# Setting up F@H on my other Card



## MoonPig (Apr 26, 2009)

Hey,

I have 2 4830's running at the moment, but because im not gaming right now i thought i'd help out more.

Basically, i got an 8800GTS 320MB from a mate. I want to set it up in the PCI-E2 slot and have that folding. Then my 4830 can handle everything else.

I don't know if this is possible or worth it. I don't have the kit to make a dummy VGA dongle, so is there another way?

I have the ATi drivers on my rig, do i have to install the nVidia ones aswell?

I will be folding 24/7 for TPU by the way.

Thanks


----------



## kyle2020 (Apr 26, 2009)

I tried it in my rig with my 260 as the main card and that 9600GT as the folding card to no avail. I think a dummy dongle thing is the only way to get it to work.


----------



## MoonPig (Apr 26, 2009)

I read that you can hook the card up to your monitor, then it works.
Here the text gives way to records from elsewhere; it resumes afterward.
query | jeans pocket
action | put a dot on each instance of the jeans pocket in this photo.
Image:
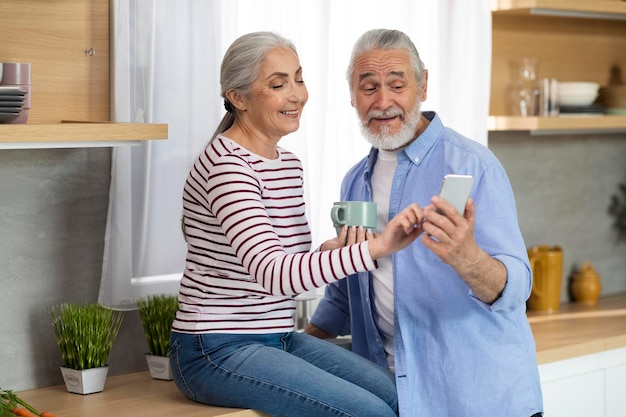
(177, 372)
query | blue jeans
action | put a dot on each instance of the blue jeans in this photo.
(282, 374)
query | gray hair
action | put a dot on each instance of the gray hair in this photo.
(241, 65)
(386, 39)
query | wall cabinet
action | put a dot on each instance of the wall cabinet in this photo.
(67, 43)
(574, 40)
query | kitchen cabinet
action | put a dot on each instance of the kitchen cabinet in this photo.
(590, 385)
(67, 43)
(574, 40)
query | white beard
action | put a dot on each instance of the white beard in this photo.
(383, 140)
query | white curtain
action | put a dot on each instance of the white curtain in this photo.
(166, 56)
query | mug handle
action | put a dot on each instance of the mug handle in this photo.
(335, 213)
(533, 263)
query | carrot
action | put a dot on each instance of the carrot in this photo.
(22, 412)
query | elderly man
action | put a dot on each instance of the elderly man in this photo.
(446, 314)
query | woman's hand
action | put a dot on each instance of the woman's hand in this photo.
(401, 231)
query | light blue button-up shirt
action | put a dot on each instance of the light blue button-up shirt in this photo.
(455, 356)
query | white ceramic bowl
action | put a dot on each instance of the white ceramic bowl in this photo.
(577, 93)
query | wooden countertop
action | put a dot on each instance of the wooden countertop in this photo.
(136, 395)
(577, 330)
(574, 330)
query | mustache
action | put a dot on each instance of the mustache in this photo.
(378, 114)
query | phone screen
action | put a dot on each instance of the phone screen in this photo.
(455, 189)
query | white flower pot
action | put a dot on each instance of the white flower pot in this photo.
(86, 381)
(159, 367)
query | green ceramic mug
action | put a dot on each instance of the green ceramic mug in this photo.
(353, 213)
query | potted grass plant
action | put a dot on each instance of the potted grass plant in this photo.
(85, 334)
(157, 314)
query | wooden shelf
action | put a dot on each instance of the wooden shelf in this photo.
(577, 330)
(560, 124)
(78, 134)
(135, 394)
(602, 9)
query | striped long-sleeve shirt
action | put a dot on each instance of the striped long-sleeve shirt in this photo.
(249, 244)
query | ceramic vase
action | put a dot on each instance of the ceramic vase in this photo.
(586, 286)
(87, 381)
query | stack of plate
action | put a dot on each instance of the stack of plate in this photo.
(614, 99)
(11, 103)
(577, 93)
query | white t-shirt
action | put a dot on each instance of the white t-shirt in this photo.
(382, 284)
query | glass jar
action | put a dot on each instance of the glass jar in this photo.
(525, 88)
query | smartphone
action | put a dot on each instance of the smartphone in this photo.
(455, 189)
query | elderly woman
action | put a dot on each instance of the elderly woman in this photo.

If not, can anyone send me the resistors?


----------



## BUCK NASTY (Apr 26, 2009)

MoonPig said:


> Hey,
> 
> I have 2 4830's running at the moment, but because im not gaming right now i thought i'd help out more.
> 
> ...



I do not know about running dual drivers at the same time. Are you running Vista or Xp?


----------



## sneekypeet (Apr 26, 2009)

BUCK NASTY said:


> I do not know about running dual drivers at the same time. Are you running Vista or Xp?
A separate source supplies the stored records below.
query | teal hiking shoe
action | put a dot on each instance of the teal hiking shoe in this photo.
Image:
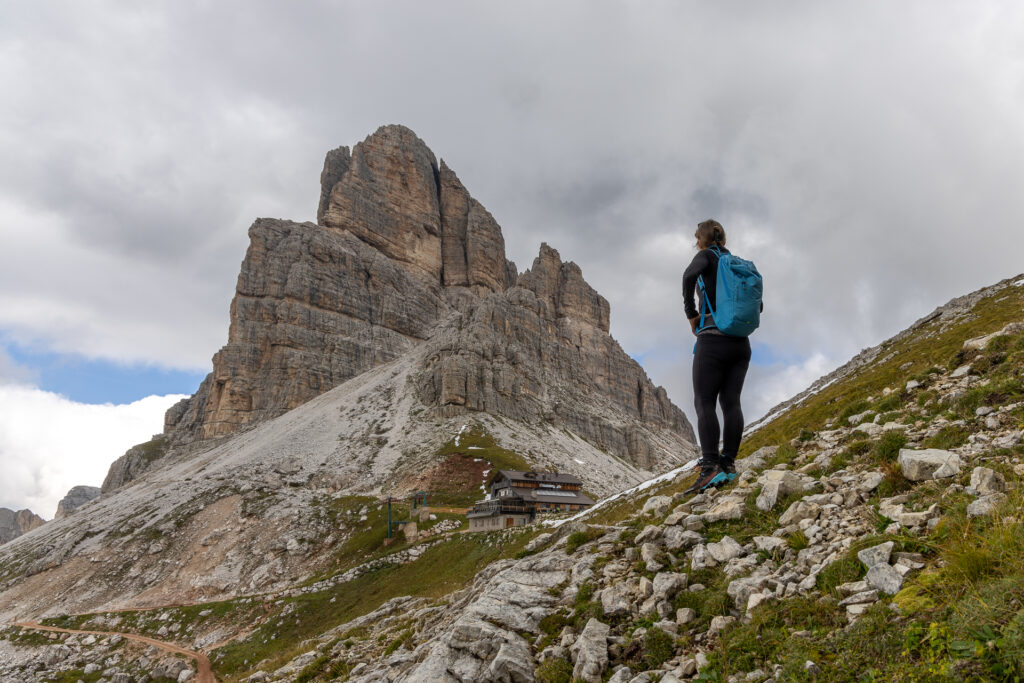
(708, 473)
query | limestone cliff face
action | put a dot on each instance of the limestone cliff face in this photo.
(402, 255)
(13, 524)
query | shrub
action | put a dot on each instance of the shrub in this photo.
(948, 437)
(555, 670)
(657, 647)
(889, 403)
(887, 447)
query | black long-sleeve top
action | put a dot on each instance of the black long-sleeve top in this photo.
(705, 263)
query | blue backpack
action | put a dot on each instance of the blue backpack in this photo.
(737, 296)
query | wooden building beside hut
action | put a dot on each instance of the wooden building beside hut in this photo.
(516, 498)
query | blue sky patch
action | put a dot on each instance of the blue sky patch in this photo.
(92, 381)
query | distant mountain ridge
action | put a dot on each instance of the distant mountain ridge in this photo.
(403, 256)
(13, 524)
(387, 349)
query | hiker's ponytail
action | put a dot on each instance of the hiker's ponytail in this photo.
(710, 232)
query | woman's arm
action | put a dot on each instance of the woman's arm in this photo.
(695, 267)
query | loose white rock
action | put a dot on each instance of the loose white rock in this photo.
(929, 464)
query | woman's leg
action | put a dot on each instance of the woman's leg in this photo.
(708, 378)
(732, 386)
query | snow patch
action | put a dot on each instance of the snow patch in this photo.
(458, 437)
(671, 474)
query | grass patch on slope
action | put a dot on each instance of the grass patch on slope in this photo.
(442, 568)
(475, 441)
(926, 348)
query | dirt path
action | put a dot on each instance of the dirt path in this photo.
(204, 672)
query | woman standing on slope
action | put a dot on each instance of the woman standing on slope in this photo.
(720, 364)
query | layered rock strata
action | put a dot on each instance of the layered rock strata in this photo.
(402, 255)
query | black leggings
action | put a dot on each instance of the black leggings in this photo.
(719, 370)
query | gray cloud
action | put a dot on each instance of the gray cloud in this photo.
(867, 156)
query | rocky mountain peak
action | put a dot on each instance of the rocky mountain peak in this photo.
(562, 288)
(402, 258)
(76, 498)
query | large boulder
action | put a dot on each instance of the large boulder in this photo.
(591, 652)
(987, 481)
(929, 464)
(777, 483)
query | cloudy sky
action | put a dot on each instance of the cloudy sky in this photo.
(868, 157)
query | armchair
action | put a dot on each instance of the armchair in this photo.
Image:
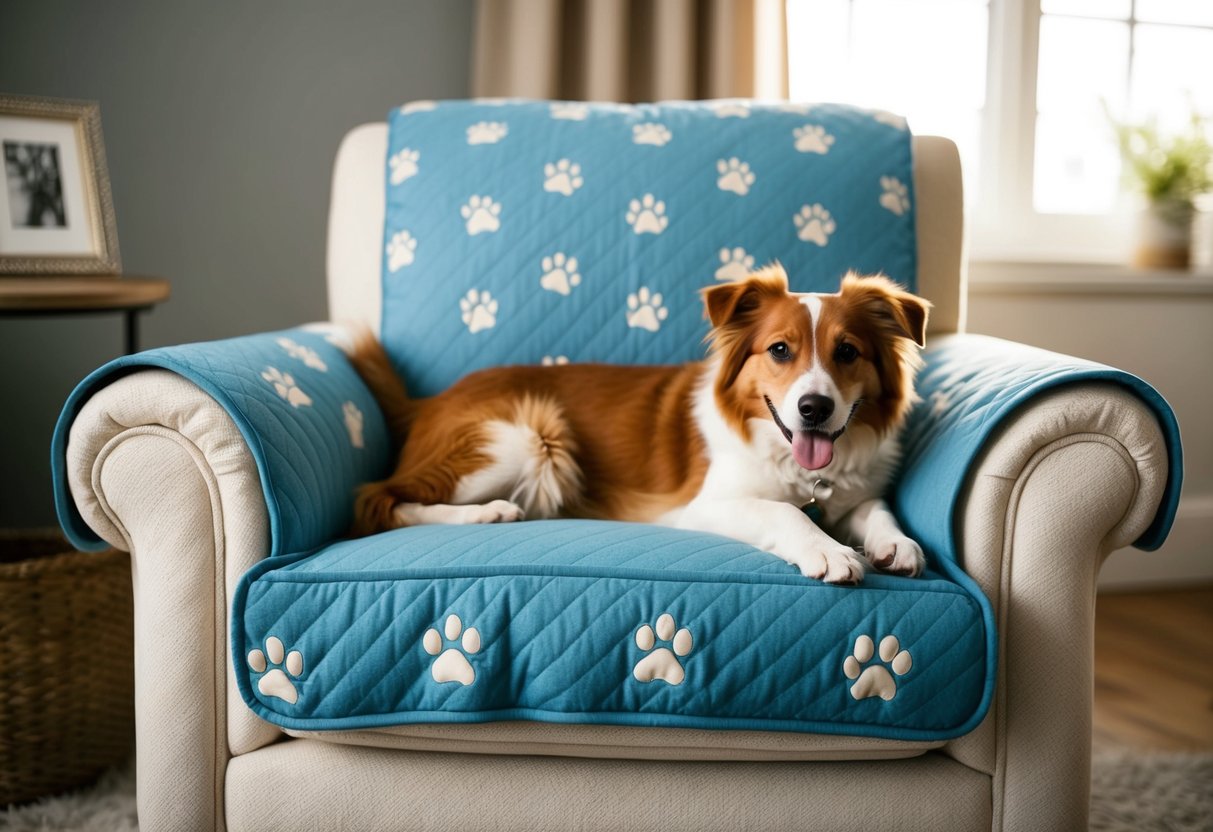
(160, 456)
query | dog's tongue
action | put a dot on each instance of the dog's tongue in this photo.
(812, 450)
Looks like his specs show he was planning on Windows 7.


----------



## MoonPig (Apr 27, 2009)

yea, Windows 7 7100. 

I just want to set the 8800GTS to fold all the time, while my 4830 can handle games etc.


----------



## r31ncarnat3d (Apr 28, 2009)

Just throwing the idea out there.

Would running a virtual machine inside your OS work? Have your OS run all your normal stuff with 4830 drivers, for example, and a virtual machine with the 8800 GTS driver dedicated to running F@H?


----------



## MoonPig (Apr 28, 2009)

Worth a try, but i can't right now.

Sent the Maximus back for an RMA.

Should be afew days to a week before i get it back. Then i'll try some ideas.


----------